SAN FRANCISCO – Names, addresses, dates of birth and other information about Chicago’s 1.8 million registered voters were left exposed and publicly available online on an Amazon AWS server for an unknown period of time, the Chicago Board of Election Commissions said.

The database file was discovered on Friday by a security researcher at Upguard, a company that evaluates cyber risk. The company alerted election officials in Chicago on Saturday and the file was taken down three hours later. The exposure was first made public on Thursday.

The database was not overseen by the Chicago Board of Election but instead Election Systems & Software, an Omaha, Neb.-based contractor that provides election equipment and software to election officials nationwide.

The voter data was a backup file stored on Amazon’s AWS servers and included about 1.8 million names, addresses, dates of birth, partial Social Security numbers, and in some cases, driver's license and state ID numbers, Election Systems & Software said in a statement.

Amazon's AWS cloud service provides online storage, but configuring the security settings for that service is up to user and is not set by Amazon. The default for all of AWS' cloud storage is to be secure, so someone within ES&S would have had to choose to configure it as public.

The company is in the process of reviewing all procedures and protocols, including those of its vendors, to ensure all data and systems are secure and prevent similar situations from occurring," it said in a statement.

No ballot information or vote totals were included in the database files and the information was not connected to Chicago's voting or tabulation systems, the company said.

“We were deeply troubled to learn of this incident, and very relieved to have it contained quickly,” said Chicago Election Board Chairwoman Marisel Hernandez. “We have been in steady contact with ES&S to order and review the steps that must be taken, including the investigation of ES&S’s AWS server," she said.

The database was discovered by Upguard's director of strategy Jon Hendren. The company provides cyber surveillance and resilience support and routinely scans for open and misconfigured files online and on AWS, which is how the Chicago voter database was discovered.

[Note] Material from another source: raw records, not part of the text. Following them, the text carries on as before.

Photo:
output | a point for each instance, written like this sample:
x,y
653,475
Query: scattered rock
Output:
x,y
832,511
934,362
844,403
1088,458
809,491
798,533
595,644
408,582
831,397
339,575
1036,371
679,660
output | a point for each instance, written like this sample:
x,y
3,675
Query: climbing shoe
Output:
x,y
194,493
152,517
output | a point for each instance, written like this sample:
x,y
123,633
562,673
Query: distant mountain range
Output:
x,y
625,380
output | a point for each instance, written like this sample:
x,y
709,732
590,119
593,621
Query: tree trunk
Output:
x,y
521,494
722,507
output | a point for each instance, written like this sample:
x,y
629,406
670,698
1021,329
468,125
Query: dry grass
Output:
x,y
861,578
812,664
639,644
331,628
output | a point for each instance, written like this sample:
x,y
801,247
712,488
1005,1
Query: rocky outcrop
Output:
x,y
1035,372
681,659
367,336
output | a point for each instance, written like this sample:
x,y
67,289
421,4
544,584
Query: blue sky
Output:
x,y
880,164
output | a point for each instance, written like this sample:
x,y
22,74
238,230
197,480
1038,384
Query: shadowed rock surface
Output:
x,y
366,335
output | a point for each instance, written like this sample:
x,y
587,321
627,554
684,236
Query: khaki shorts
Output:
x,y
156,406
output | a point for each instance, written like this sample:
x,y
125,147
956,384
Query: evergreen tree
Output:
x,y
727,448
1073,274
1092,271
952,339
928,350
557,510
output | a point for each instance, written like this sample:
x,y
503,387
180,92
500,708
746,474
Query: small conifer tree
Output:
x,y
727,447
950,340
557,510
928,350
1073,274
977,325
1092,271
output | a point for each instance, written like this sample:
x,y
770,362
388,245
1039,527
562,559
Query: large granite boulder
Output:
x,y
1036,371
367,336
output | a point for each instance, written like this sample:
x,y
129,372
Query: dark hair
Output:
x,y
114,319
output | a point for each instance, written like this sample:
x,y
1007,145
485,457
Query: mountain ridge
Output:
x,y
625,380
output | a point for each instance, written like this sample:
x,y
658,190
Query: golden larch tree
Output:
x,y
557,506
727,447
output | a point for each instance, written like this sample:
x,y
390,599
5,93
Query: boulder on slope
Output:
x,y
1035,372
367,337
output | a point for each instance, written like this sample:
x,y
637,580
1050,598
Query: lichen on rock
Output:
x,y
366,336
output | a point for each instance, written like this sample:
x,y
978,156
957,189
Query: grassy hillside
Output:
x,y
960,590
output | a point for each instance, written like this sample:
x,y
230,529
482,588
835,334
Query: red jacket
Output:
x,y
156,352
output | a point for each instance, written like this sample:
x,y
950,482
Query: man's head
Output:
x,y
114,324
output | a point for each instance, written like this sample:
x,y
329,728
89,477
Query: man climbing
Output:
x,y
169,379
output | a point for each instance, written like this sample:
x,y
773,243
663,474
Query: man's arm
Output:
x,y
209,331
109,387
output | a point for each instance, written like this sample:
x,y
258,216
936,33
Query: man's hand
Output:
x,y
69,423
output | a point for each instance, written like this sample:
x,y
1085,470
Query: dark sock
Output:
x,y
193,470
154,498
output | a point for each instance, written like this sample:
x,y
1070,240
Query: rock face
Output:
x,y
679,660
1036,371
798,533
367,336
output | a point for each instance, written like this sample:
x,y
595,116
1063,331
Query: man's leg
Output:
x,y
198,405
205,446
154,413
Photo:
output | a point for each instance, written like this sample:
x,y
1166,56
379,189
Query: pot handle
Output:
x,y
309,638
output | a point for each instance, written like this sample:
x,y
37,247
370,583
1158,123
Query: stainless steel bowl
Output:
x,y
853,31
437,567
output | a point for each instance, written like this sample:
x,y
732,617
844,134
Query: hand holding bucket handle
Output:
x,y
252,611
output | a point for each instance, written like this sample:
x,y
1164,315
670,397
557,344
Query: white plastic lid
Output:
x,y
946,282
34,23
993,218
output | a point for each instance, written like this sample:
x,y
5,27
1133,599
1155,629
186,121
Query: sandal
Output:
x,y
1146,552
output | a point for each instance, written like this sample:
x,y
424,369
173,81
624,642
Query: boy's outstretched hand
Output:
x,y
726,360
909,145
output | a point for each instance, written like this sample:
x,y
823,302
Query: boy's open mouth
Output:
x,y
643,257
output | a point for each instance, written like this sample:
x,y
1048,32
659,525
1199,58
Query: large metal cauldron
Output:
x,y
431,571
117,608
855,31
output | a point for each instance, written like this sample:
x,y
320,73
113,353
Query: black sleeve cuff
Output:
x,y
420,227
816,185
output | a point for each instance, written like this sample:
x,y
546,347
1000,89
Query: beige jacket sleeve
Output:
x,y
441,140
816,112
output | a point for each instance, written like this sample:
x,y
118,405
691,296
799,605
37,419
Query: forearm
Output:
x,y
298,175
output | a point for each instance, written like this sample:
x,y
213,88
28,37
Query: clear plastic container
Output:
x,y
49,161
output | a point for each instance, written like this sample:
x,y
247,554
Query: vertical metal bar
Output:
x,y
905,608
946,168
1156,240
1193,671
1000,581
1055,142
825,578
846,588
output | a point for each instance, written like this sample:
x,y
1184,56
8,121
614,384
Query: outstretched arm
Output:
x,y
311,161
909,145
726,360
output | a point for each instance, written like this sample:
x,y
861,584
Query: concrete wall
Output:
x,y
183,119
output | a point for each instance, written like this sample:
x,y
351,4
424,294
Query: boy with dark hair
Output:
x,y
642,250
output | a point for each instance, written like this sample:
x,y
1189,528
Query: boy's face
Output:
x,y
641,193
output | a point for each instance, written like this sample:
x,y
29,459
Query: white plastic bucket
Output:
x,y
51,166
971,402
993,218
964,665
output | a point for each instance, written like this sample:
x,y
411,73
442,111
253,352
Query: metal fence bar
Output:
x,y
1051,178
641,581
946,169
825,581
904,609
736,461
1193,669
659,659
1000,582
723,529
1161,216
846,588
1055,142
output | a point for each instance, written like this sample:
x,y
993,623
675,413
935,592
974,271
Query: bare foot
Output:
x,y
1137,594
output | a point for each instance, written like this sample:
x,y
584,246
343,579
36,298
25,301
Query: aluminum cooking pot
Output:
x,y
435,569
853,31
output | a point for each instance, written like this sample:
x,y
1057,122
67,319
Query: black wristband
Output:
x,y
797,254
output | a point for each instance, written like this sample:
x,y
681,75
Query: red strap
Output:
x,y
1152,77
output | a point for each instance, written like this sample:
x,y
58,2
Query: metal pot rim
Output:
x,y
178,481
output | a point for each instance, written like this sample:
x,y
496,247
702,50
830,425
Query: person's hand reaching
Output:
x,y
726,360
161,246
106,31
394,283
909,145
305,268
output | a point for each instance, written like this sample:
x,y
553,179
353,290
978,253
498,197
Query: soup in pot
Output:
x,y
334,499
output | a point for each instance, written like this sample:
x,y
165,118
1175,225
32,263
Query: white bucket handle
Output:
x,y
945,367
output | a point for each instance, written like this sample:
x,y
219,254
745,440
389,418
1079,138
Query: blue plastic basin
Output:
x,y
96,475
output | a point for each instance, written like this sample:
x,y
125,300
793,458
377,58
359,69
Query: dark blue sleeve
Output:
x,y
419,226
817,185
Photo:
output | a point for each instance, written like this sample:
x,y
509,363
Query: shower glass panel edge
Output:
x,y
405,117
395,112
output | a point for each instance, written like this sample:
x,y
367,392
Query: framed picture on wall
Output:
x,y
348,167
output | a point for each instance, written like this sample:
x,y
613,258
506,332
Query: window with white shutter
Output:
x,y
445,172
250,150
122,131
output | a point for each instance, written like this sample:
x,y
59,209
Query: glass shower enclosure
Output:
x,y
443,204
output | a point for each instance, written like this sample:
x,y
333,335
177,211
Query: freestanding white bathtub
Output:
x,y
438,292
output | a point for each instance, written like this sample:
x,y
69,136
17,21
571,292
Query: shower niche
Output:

The database also included an encrypted version of passwords for ES&S employee accounts. The encryption was strong enough to keep out a casual hacker but by no means impenetrable, said Henden.

“It would take a nation-state, but it could be done if you have sufficient computing power,” he said. “The worse case scenario is that they could be completely infiltrated right now,” he said.

The incident is an example of the potential problems raised by an increasingly networked and connected voting system whose security systems have not necessarily kept up — especially at a time when Russia is known to be probing U.S. election systems.

The exposure is much broader than the issue of personal information about 1.8 million Chicago voters being available online because Election Systems & Software is the largest vendor of voting systems in the United States, said Susan Greenhalgh, an election specialist with Verified Voting, a non-partisan election integrity non-profit.

“Not only does ES&S provide the voting equipment, in many jurisdictions ES&S programs and helps to run the equipment for election officials. If the breach in Chicago is an indicator of ES&S's security competence, it raises a lot of questions about their ability to keep both the voting systems they run and their own networks secure,” she said.

“Every copy of data is a liability, and as it becomes easier, faster, and cheaper to transmit, store, and share data, these problems will get worse,” said Ben Johnson, chief technical officer at California-based Obsidian Security, and a Chicago voter.

Given that Russia probed at least 38 state voter databases prior to the 2016 election according to federal officials, however obscure the Chicago data base might have been it still represented a risk, he said.

"It’s hard to say malicious actors have found the data, but it is likely some were already hunting for it. Now, with more headlines and more examples of where to look, you can bet that malicious actors have already written the equivalent of search engines to more automatically find these hidden treasures of sensitive data," Johnson said.